The most influential person with a link to Farnham is surely Florence Nightingale, ‘the lady with the lamp’, writes Roy Waight.
That she founded modern nursing is well known. Less well known are her other accomplishments.
She was a good statistician who pioneered the lucid presentation of complex statistical material. She argued passionately that basic hygiene and cleanliness be extended to civilian, and not just military, life.
Through doggedness and her many contacts, not least with Queen Victoria, she eventually succeeded. The 1875 Public Health Act can be seen as a lasting tribute to Florence Nightingale.
Her ideas on sanitation were subsequently promoted throughout the Empire, particularly in India.
In the calculus of human suffering, Florence Nightingale is up there with Sir Edward Jenner, Sir Alexander Fleming, and Lord Lister as one of the great saviours of human life.
Her connections to Farnham were significant. One of Florence’s aunts had married the rich landowner, George Nicholson, who lived at Waverley Abbey. Every Christmas, the young Florence would accompany her family there. It was at Waverley Abbey House that the 16-year-old Florence first heard the voice of God telling her he had a special role for her.
The Nicholsons’ beautiful daughter, Marianne, married the brilliant engineer, Captain Douglas Galton, who went on to provide Florence with much help when she got to Scutari in the Crimea. The course of Florence’s life was largely determined during her stays with the Nicholsons.
The second connection concerned the Revd Richard Garth who lived at Brightwells. Garth had four daughters and one of them, Frances, married Colonel Patrick Paget and they subsequently made Brightwells their home.
Florence became great friends with the Paget family. Col Paget’s first daughter was named Florence in her honour. Florence Nightingale became her godmother.
As she grew up, Florence Paget kept her godmother abreast of Farnham news. It is said that Florence spent the night before embarking for Scutari in October 1854 at Farnham. The third connection involved The Farnham Workhouse Infirmary. An article published in the Lancet in 1867 led to the ‘Farnham Workhouse Scandal’.
Conditions there were terrible and this led Florence to turn her attention to workhouse infirmary reform. When the rich brewer, George Trimmer, built a new Farnham hospital in 1895, she was delighted. Later she gave a lovely silver communion set as a gift for the nurses and patients of Farnham Infirmary.
The fourth connection concerns Sidney Herbert, an admirable Minister for War, who fell in love with Florence. She rejected him and he subsequently married Elizabeth, the daughter of Annabella Vernon of the prominent Farnham family, the Vernons.
Then fifth connection concerned Harry Verney, another of Florence’s rejected suitors. He turned his attention to Florence’s artistic sister, Parthenope, and offered her marriage. She accepted. Their great grandson was Sir John Verney, the prominent Farnham character who lived for many years at Runwick House.
Last but not least, when the elderly Florence was bed-bound in her house in Mayfair, she befriended a young and very remarkable Christian socialist minister, Thory Gage Gardiner, who had been Rector of Farnham between 1895 and 1905. Florence Nightingale affected him deeply.

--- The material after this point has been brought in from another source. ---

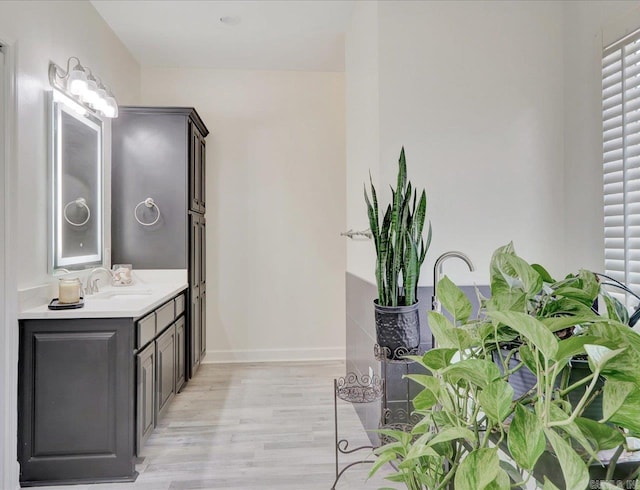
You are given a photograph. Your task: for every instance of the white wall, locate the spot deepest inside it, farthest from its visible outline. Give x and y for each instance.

It was Gardiner who pressed for a girls’ grammar school in Farnham. I like to think he was influenced by Florence, who believed all her life in the importance of educating girls. When Florence Nightingale died in 1910, she was buried at the beautiful little church at East Wellow, near the family home at Embley. She asked that the Revd. Thory Gage Gardiner officiate with the local minister.
It is very fitting that on 12th May, International Nursing Day, the silver communion set given to Trimmer’s Hospital, will find a permanent home at Farnham Museum.
It will form the centre piece of a new display focusing on health, hygiene and death in Victorian Farnham.
Thanks are due to Museum Manager Lauren Wayland, Frimley NHS Foundation Trust, Farnham Society and the Farnham and District Museum Society, who have made this possible.